One can make two types of decision regarding transit use. Let’s call them “daily use” and “everyday use”. Both are based on rational assessments of the cost and convenience of transit versus car. Both are good for traffic congestion, air quality, etc. But the everyday use decision is far more important to urbanism and to the world.
Daily use is the decision to take transit for a particular trip, without a commitment beyond the current day.
For the first five years of my career, I rode BART from Walnut Creek to San Francisco nearly every workday. I didn’t make that decision because of any grand philosophical justification or government dictate. I rode BART because it was cheaper than paying for gasoline, bridge tolls, and parking. Plus I preferred spending my morning commute reading the San Francisco Chronicle instead of watching brake lights. My morning memories of those years are mostly Herb Caen and Armistead Maupin.
But despite riding BART to work nearly every day, I still had a car. I had to live in a home at which parking was available. And I continued to paying for insurance, maintenance, etc. On any particular morning, I could have chosen to drive to work instead of riding BART. And sometimes I did so because of post-work commitments. I was a car-owner who happened to use transit regularly.
Today, I still make daily use calculations several times a month. When considering a meeting or athletic event in the Bay Area, I think about transit options versus driving, considering cost and convenience. And I still have a car in the driveway.
But there is another more profound decision that can be made.
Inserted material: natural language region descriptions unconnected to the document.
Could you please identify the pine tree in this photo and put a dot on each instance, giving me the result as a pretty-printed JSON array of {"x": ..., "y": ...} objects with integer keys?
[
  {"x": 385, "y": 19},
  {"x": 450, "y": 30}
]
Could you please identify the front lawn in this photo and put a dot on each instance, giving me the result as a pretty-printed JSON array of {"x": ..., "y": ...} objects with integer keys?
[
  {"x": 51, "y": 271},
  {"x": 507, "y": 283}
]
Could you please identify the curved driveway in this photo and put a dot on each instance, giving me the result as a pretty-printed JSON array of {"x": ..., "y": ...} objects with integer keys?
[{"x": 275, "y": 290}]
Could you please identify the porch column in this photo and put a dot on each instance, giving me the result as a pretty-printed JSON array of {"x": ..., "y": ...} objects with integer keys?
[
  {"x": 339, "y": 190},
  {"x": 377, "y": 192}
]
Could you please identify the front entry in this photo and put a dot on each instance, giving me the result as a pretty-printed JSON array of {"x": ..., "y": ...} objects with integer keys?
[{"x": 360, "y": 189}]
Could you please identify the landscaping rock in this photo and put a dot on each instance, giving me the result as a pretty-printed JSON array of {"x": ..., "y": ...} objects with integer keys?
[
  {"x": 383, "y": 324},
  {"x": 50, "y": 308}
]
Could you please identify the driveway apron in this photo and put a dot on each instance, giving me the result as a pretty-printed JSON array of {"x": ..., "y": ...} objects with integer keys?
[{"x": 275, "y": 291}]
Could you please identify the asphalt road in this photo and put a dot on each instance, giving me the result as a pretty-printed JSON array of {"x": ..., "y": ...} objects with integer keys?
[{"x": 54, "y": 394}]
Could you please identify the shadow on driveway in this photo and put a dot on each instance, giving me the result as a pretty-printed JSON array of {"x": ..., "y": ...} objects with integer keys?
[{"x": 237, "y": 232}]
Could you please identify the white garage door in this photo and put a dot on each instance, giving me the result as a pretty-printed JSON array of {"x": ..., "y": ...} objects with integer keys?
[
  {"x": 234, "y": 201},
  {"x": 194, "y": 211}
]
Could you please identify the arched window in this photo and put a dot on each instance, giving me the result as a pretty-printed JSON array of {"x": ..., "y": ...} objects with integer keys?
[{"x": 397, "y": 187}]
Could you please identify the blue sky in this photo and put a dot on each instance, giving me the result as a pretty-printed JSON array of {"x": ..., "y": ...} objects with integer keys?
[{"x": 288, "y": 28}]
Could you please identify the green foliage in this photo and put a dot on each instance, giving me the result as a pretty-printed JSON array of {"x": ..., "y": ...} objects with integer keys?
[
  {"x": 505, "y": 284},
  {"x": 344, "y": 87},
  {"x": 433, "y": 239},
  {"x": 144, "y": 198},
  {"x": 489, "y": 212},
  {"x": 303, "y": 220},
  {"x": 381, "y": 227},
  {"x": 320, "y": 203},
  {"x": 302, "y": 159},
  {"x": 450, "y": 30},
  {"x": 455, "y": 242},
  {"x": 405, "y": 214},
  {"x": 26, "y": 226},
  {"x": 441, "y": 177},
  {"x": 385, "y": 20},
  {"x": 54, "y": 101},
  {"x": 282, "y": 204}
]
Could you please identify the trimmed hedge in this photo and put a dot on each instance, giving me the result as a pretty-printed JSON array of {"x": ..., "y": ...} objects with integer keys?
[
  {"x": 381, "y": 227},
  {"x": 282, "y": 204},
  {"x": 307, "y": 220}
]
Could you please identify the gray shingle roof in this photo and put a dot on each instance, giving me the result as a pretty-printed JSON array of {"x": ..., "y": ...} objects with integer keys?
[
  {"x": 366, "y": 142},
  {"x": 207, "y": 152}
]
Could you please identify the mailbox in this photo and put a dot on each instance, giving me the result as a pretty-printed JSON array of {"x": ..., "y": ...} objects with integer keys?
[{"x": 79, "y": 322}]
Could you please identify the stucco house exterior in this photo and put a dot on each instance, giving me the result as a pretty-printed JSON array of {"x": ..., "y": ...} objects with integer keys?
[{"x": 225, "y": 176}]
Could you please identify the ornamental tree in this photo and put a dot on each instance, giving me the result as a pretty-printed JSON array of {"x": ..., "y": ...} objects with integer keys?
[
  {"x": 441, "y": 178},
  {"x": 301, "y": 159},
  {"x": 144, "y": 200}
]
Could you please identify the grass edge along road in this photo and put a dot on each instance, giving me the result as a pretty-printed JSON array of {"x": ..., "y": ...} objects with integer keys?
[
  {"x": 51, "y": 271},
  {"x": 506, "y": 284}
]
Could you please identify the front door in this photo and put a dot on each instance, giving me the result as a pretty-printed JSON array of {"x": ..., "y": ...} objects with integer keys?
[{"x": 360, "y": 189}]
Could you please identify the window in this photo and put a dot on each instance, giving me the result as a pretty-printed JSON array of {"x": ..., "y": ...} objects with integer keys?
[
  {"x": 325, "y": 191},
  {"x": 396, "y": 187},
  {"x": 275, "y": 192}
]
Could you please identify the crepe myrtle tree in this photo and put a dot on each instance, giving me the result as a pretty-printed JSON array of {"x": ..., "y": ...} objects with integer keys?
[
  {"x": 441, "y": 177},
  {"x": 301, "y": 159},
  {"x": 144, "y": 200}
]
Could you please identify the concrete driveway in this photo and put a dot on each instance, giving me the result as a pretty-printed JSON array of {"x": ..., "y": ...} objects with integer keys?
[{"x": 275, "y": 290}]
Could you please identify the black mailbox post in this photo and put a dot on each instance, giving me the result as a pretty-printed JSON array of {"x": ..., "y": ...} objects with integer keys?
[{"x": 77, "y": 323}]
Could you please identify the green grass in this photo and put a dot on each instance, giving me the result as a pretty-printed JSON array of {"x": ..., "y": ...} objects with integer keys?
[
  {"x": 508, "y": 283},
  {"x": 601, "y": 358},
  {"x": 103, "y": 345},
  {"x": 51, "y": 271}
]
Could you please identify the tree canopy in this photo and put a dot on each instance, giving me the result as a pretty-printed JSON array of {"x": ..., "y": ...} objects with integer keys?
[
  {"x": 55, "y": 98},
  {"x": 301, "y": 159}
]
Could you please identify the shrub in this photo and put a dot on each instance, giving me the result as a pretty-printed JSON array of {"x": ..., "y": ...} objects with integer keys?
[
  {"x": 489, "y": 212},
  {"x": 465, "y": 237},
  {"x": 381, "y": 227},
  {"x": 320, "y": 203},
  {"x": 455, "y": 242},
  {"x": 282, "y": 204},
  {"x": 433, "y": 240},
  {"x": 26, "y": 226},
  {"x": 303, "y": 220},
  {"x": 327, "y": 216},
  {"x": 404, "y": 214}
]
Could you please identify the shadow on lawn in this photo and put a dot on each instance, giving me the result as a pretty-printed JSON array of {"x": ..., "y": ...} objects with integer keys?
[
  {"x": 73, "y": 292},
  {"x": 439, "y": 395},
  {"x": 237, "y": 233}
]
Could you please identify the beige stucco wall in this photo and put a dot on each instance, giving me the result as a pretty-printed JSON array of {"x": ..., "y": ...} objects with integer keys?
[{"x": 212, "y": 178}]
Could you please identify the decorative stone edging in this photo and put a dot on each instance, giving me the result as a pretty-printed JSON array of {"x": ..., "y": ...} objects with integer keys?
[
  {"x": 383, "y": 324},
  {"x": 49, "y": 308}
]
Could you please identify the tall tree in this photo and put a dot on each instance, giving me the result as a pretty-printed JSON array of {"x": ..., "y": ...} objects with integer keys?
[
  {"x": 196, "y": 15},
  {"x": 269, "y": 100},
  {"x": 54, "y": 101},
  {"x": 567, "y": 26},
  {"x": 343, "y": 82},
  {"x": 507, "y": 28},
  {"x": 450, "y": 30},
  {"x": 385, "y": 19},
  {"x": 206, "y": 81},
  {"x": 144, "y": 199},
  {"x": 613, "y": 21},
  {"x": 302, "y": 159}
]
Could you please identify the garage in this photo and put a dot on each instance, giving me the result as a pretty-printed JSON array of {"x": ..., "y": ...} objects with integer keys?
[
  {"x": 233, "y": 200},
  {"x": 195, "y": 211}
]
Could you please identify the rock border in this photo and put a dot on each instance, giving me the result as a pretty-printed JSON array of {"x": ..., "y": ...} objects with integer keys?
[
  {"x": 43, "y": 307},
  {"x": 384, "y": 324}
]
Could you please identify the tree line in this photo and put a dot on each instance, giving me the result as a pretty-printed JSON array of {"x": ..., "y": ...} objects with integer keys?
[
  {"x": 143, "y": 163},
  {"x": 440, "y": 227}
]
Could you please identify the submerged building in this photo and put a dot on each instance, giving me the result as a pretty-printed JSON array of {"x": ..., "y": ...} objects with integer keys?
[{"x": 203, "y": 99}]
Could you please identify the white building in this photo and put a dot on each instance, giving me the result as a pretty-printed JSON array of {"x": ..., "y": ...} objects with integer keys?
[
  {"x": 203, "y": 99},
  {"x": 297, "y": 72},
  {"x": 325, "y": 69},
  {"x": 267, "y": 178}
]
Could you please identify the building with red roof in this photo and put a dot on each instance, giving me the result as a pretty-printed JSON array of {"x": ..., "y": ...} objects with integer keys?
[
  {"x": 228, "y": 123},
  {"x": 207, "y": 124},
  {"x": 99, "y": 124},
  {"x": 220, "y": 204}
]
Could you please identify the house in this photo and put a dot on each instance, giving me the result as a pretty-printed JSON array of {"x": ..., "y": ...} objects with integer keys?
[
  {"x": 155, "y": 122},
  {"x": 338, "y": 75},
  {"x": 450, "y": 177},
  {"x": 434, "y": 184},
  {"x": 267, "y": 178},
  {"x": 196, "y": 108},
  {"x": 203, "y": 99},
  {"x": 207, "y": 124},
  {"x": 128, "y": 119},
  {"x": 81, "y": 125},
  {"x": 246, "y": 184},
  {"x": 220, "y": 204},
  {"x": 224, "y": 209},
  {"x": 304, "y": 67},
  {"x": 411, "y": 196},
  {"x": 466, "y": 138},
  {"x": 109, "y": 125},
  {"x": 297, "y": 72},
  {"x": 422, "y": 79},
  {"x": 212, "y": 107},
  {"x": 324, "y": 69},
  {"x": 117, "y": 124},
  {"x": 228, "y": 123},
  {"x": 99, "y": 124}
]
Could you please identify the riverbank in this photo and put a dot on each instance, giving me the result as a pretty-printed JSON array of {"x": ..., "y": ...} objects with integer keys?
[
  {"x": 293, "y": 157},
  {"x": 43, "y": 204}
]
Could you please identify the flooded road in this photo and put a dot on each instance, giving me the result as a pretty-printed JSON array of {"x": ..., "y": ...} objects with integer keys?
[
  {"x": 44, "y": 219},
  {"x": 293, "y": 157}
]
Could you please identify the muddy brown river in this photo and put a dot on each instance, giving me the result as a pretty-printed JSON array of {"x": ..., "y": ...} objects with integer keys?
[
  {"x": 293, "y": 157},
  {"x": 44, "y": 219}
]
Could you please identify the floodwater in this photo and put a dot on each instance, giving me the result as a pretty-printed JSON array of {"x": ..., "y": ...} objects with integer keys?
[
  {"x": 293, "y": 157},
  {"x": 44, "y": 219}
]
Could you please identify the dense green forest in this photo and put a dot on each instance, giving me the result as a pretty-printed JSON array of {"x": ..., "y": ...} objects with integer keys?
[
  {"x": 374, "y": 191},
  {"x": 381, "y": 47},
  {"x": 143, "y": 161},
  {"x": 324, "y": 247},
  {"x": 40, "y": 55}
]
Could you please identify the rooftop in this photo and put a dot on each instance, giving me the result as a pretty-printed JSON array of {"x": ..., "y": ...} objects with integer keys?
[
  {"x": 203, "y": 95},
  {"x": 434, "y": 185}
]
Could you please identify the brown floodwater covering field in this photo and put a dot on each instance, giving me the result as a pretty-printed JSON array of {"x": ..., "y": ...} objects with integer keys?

To have one fewer car in the household and to instead rely exclusively on transit. (I’m using “transit” as shorthand for a comprehensive car non-ownership strategy. Transit alone is rarely sufficient for living with one fewer car in the garage. But it can be an essential element of a strategy that might also include a personal bicycle, bike share, taxis, CityShare Cars, etc.)
Historically, the “one fewer car” strategy was usually conceived as a family finding a way to make do with one vehicle instead of two. But the millennial generation is beginning to show us that a car reduction from one to zero is also a possibility.
The cost savings of making an everyday transit decision and pruning a car can be large. Not only are the car purchase, maintenance, and insurances costs eliminated, but if one lives in a cutting-edge setting where housing and parking have been decoupled, the cost of a parking space can also be dropped. If the parking is structured, the savings can be $20,000 or more.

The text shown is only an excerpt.